Run VibeVoice STT on Mac with MLX in one command

Deploy VibeVoice Locally for Fast Transcription

Microsoft's MIT-licensed VibeVoice-ASR model, a Whisper-style speech-to-text system with built-in speaker diarization, runs on Mac via mlx-audio and a 5.71GB 4-bit MLX-quantized version from Hugging Face. Install with uv and execute in one line: uv run --with mlx-audio mlx_audio.stt.generate --model mlx-community/VibeVoice-ASR-4bit --audio input.mp3 --output-path output --format json --verbose --max-tokens 32768. This handles MP3 and WAV inputs, producing JSON segments timed to seconds with speaker IDs.
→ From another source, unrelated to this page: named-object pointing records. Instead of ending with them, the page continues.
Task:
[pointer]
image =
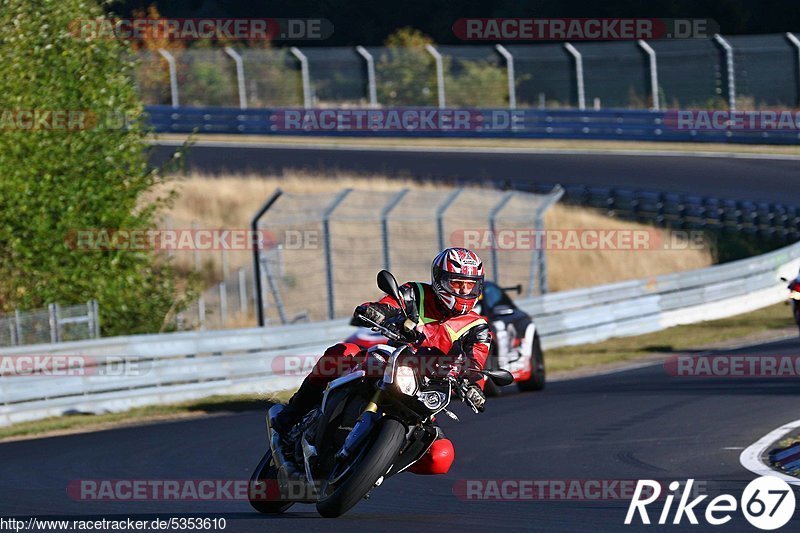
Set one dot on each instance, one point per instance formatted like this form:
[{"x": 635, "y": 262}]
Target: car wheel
[
  {"x": 537, "y": 379},
  {"x": 490, "y": 390}
]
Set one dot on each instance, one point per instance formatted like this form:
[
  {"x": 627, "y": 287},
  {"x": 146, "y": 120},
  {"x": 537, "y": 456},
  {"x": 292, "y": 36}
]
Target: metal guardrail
[
  {"x": 605, "y": 124},
  {"x": 180, "y": 366},
  {"x": 683, "y": 211}
]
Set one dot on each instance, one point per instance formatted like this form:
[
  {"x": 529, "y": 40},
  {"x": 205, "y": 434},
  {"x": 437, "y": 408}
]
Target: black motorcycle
[{"x": 373, "y": 423}]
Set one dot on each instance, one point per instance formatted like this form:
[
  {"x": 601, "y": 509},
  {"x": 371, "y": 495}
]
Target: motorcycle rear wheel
[{"x": 363, "y": 475}]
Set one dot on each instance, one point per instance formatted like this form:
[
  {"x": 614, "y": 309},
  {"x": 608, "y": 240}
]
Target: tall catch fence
[
  {"x": 746, "y": 72},
  {"x": 326, "y": 248}
]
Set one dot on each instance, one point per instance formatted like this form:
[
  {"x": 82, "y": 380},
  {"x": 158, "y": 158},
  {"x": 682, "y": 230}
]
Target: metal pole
[
  {"x": 225, "y": 266},
  {"x": 512, "y": 86},
  {"x": 539, "y": 258},
  {"x": 385, "y": 226},
  {"x": 796, "y": 42},
  {"x": 223, "y": 304},
  {"x": 242, "y": 291},
  {"x": 578, "y": 74},
  {"x": 304, "y": 74},
  {"x": 196, "y": 251},
  {"x": 239, "y": 75},
  {"x": 201, "y": 311},
  {"x": 653, "y": 73},
  {"x": 326, "y": 236},
  {"x": 96, "y": 319},
  {"x": 18, "y": 325},
  {"x": 437, "y": 57},
  {"x": 257, "y": 252},
  {"x": 53, "y": 319},
  {"x": 730, "y": 68},
  {"x": 173, "y": 76},
  {"x": 90, "y": 318},
  {"x": 372, "y": 87},
  {"x": 273, "y": 288},
  {"x": 493, "y": 232},
  {"x": 440, "y": 215},
  {"x": 12, "y": 332}
]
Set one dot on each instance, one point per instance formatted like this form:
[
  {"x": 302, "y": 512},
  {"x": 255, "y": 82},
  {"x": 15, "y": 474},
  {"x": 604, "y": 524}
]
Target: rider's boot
[{"x": 307, "y": 396}]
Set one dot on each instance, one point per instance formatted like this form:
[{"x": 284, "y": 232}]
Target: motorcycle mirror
[
  {"x": 388, "y": 284},
  {"x": 501, "y": 377}
]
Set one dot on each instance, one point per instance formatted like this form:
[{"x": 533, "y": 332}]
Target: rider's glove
[
  {"x": 404, "y": 327},
  {"x": 372, "y": 312},
  {"x": 475, "y": 395}
]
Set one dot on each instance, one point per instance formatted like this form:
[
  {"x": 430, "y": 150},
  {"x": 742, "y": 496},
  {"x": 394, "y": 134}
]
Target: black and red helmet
[{"x": 457, "y": 279}]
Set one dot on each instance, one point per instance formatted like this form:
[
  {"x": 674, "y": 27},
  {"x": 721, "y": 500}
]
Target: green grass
[{"x": 676, "y": 339}]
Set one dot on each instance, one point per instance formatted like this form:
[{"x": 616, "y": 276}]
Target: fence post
[
  {"x": 796, "y": 43},
  {"x": 385, "y": 226},
  {"x": 512, "y": 86},
  {"x": 440, "y": 215},
  {"x": 239, "y": 76},
  {"x": 729, "y": 67},
  {"x": 223, "y": 304},
  {"x": 12, "y": 332},
  {"x": 653, "y": 73},
  {"x": 225, "y": 266},
  {"x": 372, "y": 89},
  {"x": 242, "y": 291},
  {"x": 90, "y": 318},
  {"x": 493, "y": 232},
  {"x": 18, "y": 326},
  {"x": 578, "y": 74},
  {"x": 304, "y": 74},
  {"x": 201, "y": 311},
  {"x": 173, "y": 76},
  {"x": 53, "y": 319},
  {"x": 437, "y": 58},
  {"x": 257, "y": 242},
  {"x": 96, "y": 307},
  {"x": 196, "y": 251},
  {"x": 539, "y": 258},
  {"x": 326, "y": 238}
]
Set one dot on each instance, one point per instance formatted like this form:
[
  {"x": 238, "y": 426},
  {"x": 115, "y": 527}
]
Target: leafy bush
[{"x": 56, "y": 181}]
Default max-tokens of 8192 covers ~25min audio; increase to 32768 for full ~1hr files.

Achieve 8:45min Processing for 1hr Audio on Apple Silicon

On a 128GB M5 Max MacBook Pro, transcribing a 99.8min podcast (trimmed to 59min max) takes 524.79s total: 26615 prompt tokens at 50.718 t/s, 20248 generation tokens at 38.585 t/s, peaking at 30.44GB RAM (Activity Monitor shows 61.5GB prefill, 18GB generation). For longer audio, split files with 1min overlaps to align speaker IDs and avoid cut-off words.
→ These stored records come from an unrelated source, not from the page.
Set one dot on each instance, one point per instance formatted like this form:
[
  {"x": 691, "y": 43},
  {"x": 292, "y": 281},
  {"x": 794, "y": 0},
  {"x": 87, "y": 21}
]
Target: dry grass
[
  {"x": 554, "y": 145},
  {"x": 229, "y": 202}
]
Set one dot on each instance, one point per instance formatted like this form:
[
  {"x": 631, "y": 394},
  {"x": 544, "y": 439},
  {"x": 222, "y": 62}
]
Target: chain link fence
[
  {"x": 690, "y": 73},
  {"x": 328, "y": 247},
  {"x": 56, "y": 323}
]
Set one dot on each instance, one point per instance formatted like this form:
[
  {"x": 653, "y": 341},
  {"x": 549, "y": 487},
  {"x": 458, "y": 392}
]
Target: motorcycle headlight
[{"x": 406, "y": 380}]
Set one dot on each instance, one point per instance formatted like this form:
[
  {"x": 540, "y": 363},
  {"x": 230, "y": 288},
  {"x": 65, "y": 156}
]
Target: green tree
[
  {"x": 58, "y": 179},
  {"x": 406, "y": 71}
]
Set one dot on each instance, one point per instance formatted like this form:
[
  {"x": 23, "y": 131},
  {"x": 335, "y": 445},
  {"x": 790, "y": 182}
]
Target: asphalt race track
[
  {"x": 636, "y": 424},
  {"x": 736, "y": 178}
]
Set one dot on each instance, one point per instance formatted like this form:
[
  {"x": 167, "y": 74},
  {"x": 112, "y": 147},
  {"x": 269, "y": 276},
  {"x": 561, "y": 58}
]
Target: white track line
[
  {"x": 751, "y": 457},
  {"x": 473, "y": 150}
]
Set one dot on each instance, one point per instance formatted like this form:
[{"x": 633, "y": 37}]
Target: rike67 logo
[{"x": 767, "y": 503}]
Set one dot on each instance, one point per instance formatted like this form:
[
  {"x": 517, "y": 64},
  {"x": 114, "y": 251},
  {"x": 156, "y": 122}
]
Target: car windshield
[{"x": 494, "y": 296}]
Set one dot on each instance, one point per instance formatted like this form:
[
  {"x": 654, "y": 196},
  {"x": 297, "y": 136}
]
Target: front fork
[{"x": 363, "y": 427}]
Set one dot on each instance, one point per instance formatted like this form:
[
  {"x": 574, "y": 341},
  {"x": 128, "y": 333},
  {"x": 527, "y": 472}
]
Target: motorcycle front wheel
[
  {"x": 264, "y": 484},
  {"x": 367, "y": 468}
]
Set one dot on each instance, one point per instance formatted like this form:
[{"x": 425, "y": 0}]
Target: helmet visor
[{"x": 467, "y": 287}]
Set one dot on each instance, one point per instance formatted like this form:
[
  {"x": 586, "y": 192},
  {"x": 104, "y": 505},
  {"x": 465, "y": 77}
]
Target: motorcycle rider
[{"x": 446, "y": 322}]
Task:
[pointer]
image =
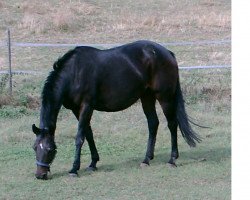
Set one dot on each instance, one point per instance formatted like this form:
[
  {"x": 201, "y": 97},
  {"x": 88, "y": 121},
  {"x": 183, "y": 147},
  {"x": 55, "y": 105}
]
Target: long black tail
[{"x": 190, "y": 136}]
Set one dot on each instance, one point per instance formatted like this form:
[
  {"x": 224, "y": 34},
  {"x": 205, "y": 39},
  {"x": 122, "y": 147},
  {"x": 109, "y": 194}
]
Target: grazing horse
[{"x": 87, "y": 79}]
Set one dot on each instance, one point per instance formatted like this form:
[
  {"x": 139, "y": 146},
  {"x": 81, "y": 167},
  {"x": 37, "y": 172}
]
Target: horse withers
[{"x": 87, "y": 79}]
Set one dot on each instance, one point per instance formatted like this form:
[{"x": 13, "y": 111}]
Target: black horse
[{"x": 87, "y": 79}]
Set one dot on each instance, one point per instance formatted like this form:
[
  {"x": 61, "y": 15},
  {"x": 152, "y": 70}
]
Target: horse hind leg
[
  {"x": 169, "y": 110},
  {"x": 148, "y": 105}
]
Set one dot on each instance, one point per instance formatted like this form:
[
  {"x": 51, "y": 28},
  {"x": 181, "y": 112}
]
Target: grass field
[{"x": 203, "y": 172}]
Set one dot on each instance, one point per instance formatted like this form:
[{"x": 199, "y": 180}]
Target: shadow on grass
[{"x": 189, "y": 157}]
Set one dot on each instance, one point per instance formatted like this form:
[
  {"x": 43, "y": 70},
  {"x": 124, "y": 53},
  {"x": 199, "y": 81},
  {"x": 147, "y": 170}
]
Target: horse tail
[
  {"x": 58, "y": 64},
  {"x": 190, "y": 136}
]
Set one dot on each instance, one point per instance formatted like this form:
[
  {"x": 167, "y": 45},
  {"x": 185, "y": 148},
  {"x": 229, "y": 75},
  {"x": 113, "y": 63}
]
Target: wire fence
[{"x": 10, "y": 45}]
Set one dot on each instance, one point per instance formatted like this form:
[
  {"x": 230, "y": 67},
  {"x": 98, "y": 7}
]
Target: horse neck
[
  {"x": 48, "y": 117},
  {"x": 51, "y": 103}
]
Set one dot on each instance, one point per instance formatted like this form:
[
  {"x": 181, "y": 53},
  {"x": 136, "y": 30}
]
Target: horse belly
[{"x": 119, "y": 96}]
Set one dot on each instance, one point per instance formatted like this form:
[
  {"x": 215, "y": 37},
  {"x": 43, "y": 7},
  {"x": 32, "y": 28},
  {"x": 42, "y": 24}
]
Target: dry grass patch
[{"x": 46, "y": 17}]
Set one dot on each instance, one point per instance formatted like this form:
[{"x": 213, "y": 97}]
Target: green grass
[{"x": 203, "y": 172}]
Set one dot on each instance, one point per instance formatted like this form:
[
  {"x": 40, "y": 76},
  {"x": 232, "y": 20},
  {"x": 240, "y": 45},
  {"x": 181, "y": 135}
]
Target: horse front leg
[
  {"x": 83, "y": 129},
  {"x": 148, "y": 105},
  {"x": 93, "y": 150}
]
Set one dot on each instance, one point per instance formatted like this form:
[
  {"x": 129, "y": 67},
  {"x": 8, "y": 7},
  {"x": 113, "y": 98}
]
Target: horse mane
[
  {"x": 48, "y": 92},
  {"x": 59, "y": 63}
]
Parse Output as Segmented JSON for Analysis

Output is an array of objects like {"text": "...", "start": 13.85, "end": 19.5, "duration": 5.65, "speaker_id": 0}, enabling speaker separation (e.g., distinguishes hosts and sponsor reads). Load directly into Datasette Lite via URL for faceted browsing by speaker_id, revealing nuances like multiple voices for one person.